Bu hafta peş peşe iki ayrı Batılı kadın -biri gazeteci, diğeri akademisyen- tarafından sorulan iki soruyu sizlerle paylaşmak istiyorum.
"Türk erkekleri son derece ataerkil ve kadınları eziyor. Siz eleştiren bir kadın yazar olarak Türkiye deki ataerkillikle nasıl mücadele ediyorsunuz?"
Bu soruyu soran İtalyan bir kadın gazeteci.
"Müslüman kadınları nasıl bilinçlendirmek lazım? Bu konuda neler yapmalı?"
Bu soruyu soran da İspanyol bir kadın akademisyen.
Hemcinslerimin zihinlerindeki Türkiye algısı beni huzursuz ediyor. Bu kadınlardan biri Türkiye ye hiç gelmemiş, diğeri on sene evvel turistik bir gezi yapmış. O kadar. Ancak zihinlerinde son derece sabit bir Türkiye algısı var. Bu resme göre Türkiye, erkeklerin kadınları devamlı ezdiği, kadınların hem babaları hem kocaları hem de genel anlamıyla sistem tarafından sürekli ezildikleri bir uzak memleketten ibaret.
Gerek İtalyan gerek İspanyol hemcinsime, Türkiye deki ataerkil kalıpları ve yapıları benim de sorguladığımı ifade ettikten sonra, kocaman bir AMA cümlesi kurma gereği duyuyorum.
"... Ama unutmayalım ki ataerkillik evrensel bir meseledir. Türkiye ye özgü bir hadise değil. Ne de Doğu toplumlarına ya da Müslüman toplumlara özgüdür erkek egemen yapı. Ataerkillik tüm dünyada geçerliliğini halen korumakta, ülkeden ülkeye değişen ataerkilliğin dereceleri ve biçimleri. Bu bağlantıyı göremezsek, bazı ülkeler bu meseleyi çoktan aşmış yanılgısına düşebiliriz. Doğulu hemcinslerine mesafeyle, adeta acıyarak bakan Batılı kadın yaklaşımı büyük bir yanılgıdır. Prototiptir. Önyargılar ve genellemelerle beslenir.
... Ve ataerkillik sadece erkeklerin kadını ezmesi olarak algılanmamalı. Baskın erkeklik modeline uymayan tüm erkeklik halleri nin de horlandığı bir sistem olarak algılanmalı. Kısacası ataerkillik kadınları değil sadece erkekleri de ezer, ezebilir. Öte yandan bu sistemde kadınlar da birbirini ezer. Ataerkillik çok daha karmaşık bir güç ilişkisidir.

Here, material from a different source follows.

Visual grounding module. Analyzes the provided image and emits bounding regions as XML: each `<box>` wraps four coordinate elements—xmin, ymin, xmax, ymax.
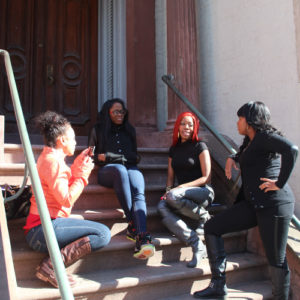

... Ve unutmayalım ki Türkiye pek çok konuda olduğu gibi bu konuda da sentezler ve nüanslar ülkesidir. Bir yandan töre cinayetlerinin yaşanabildiği bir ülke; ama bir yandan da hukukuyla, toplumsal ve kültürel yapısıyla kadınları öne çıkaran bir mayası vardır. Bu iki farklı unsur aynı anda ele alınmadıkça bu ülke anlaşılamaz.
... Ve Türkiye de Cumhuriyet in başından beri, hatta Osmanlı nın son döneminden bu yana gelişen, serpilen bir bilinç düzeyi var. Türkiye de medya, akademi gibi alanlar başta olmak üzere pek çok sahada kadınlar çok sayıda ve son derece aktif bir şekilde çalışmakta. Bir de bunun dışında pek çok aktivist kadın var. Bağımsız ve tek başına. Ne yazık ki iş siyasete gelince kadınların oranı hızla düşmekte...
... Ve Müslüman kadın eşittir ezilen kadın özdeşleşmesini aşmak zorundadır Batı medyası."
Bunları konuşuyoruz uzun uzun. İçten içe kafamı kurcalayan soru: Nasıl oluyor da Avrupa nın bu kadar yakınındayız -hem tarihsel hem coğrafi olarak-, nasıl oluyor da AB sürecini iyi kötü düşe kalka yaşamaktayız; ama Avrupalı kadınlar tarafından bu kadar az biliniyor, az anlaşılıyoruz?